Le comédien ivoirien Sidiki Bakaba, 62 ans, est un miraculé. Il a vu la mort de près, de très près même. Le 11 avril 2011, jour de la chute et de la capture de Gbagbo, des soldats pro-Ouattara ont voulu l’exécuter. Il a été sauvé de justesse par des militaires français qui passaient par là. La veille, le 10 avril, un obus tiré à partir d’un hélicoptère français de la Licorne a failli le réduire en bouillie. Au Festival du film de Tanger où nous l’avons rencontré, l’ancien directeur du Palais de la Culture d’Abidjan nous a livré un récit poignant de l’odyssée qui a failli lui coûter la vie. Nous vous livrons, tel quel, le témoignage d’un homme qui revendique toujours une amitié de 40 ans avec Laurent Gbagbo.
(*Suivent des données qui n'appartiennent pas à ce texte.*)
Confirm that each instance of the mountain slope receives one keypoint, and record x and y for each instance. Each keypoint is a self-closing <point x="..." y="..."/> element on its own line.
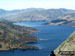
<point x="67" y="45"/>
<point x="67" y="19"/>
<point x="15" y="37"/>
<point x="34" y="14"/>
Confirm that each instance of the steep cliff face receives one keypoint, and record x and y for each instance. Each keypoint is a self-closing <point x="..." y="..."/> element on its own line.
<point x="67" y="45"/>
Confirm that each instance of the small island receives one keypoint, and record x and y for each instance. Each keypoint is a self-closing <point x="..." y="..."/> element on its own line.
<point x="15" y="37"/>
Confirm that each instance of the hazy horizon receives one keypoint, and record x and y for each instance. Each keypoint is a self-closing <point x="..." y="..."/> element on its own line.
<point x="47" y="4"/>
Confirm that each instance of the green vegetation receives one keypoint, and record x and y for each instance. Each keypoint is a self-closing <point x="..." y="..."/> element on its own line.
<point x="67" y="45"/>
<point x="13" y="36"/>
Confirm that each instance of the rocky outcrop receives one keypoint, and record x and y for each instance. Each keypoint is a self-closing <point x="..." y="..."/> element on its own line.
<point x="67" y="45"/>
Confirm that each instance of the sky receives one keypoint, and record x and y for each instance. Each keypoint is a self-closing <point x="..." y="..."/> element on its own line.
<point x="47" y="4"/>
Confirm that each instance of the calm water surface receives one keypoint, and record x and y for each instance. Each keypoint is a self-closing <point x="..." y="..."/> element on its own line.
<point x="50" y="38"/>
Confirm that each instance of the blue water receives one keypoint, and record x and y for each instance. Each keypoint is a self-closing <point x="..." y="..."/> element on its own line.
<point x="50" y="38"/>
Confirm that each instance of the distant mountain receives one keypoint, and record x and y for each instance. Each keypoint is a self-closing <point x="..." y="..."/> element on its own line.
<point x="66" y="19"/>
<point x="33" y="14"/>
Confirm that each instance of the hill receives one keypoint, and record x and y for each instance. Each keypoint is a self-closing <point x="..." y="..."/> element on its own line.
<point x="67" y="45"/>
<point x="66" y="19"/>
<point x="15" y="37"/>
<point x="33" y="14"/>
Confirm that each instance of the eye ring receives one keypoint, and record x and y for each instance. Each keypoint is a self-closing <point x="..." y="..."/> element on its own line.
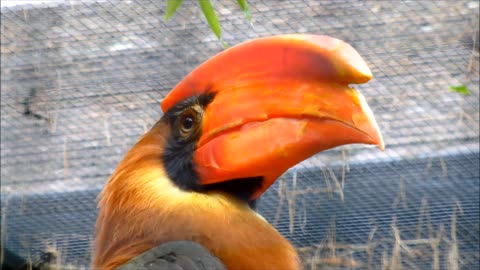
<point x="188" y="122"/>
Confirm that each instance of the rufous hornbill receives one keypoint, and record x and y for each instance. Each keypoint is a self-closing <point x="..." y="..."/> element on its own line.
<point x="230" y="128"/>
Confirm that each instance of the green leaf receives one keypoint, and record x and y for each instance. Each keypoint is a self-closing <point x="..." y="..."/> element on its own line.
<point x="244" y="6"/>
<point x="172" y="6"/>
<point x="212" y="19"/>
<point x="461" y="89"/>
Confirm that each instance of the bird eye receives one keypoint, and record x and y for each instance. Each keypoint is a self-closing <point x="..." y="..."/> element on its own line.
<point x="187" y="122"/>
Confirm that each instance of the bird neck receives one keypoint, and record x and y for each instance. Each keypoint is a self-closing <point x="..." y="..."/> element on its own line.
<point x="141" y="208"/>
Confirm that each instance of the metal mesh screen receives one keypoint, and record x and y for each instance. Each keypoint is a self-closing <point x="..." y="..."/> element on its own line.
<point x="82" y="81"/>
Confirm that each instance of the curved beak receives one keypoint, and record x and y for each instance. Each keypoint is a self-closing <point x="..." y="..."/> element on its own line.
<point x="278" y="100"/>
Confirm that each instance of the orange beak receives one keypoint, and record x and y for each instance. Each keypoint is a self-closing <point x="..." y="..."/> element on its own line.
<point x="278" y="100"/>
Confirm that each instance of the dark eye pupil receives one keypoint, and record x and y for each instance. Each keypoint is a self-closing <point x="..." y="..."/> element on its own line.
<point x="187" y="122"/>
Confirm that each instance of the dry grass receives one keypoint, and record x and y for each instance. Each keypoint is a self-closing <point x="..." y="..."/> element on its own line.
<point x="403" y="253"/>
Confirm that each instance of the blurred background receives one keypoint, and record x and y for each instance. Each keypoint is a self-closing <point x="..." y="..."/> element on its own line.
<point x="82" y="81"/>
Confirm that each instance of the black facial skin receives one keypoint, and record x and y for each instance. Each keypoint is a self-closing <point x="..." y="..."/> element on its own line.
<point x="185" y="120"/>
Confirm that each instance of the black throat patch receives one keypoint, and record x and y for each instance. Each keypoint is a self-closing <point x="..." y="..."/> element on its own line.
<point x="180" y="147"/>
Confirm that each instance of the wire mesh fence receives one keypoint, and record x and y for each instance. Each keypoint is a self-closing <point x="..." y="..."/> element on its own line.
<point x="82" y="81"/>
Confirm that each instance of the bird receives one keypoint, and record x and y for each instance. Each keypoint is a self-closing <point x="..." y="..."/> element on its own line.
<point x="229" y="129"/>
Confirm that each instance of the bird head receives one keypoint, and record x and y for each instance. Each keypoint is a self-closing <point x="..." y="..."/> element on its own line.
<point x="245" y="116"/>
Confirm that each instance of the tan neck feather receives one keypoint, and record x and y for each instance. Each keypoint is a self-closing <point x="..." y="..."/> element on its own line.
<point x="141" y="208"/>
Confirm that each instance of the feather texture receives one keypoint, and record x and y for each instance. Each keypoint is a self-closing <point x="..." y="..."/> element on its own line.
<point x="141" y="208"/>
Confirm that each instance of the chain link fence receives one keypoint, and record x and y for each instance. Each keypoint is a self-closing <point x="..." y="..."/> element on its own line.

« Le 10 avril 2011, veille de la capture de Gbagbo, je filmais avec ma caméra. Ma maison est dans la même rue que celle de la résidence où le président s’était retranché avec ses proches, dans un bunker. Autour de moi, ça n’arrêtait pas de tirer. Il y avait plus de 300 militaires et des blindés dans les environs. J’étais bloqué chez moi. Des soldats pro-Gbagbo me disaient : «vieux père, nous nous battons pour libérer l’Afrique ! Ils semblaient enthousiastes. Ils m’ont même mis dans leur blindé et j’ai pu filmer les rues désertées de Cocody. Plus tard, ils sont revenus me dire : « vieux père, ça commence à se gâter ; il faut partir, car si les Frci (Forces républicaines de la Côte d’Ivoire) te trouvent ici ils vont t’arroser de balles d’autant plus qu’il y a des mercenaires parmi eux ». Fuir, mais pour aller où ? Le quartier était encerclé et il n’y avait plus d’issue. Et puis je ne fais pas de politique moi ! J’ai juste la malchance, si on peut appeler cela une malchance, d’avoir croisé sur mon chemin, il y a 40 ans, un certain Laurent Gbagbo avec qui j’ai partagé des moments d’exil à Paris et qui est devenu président plus tard.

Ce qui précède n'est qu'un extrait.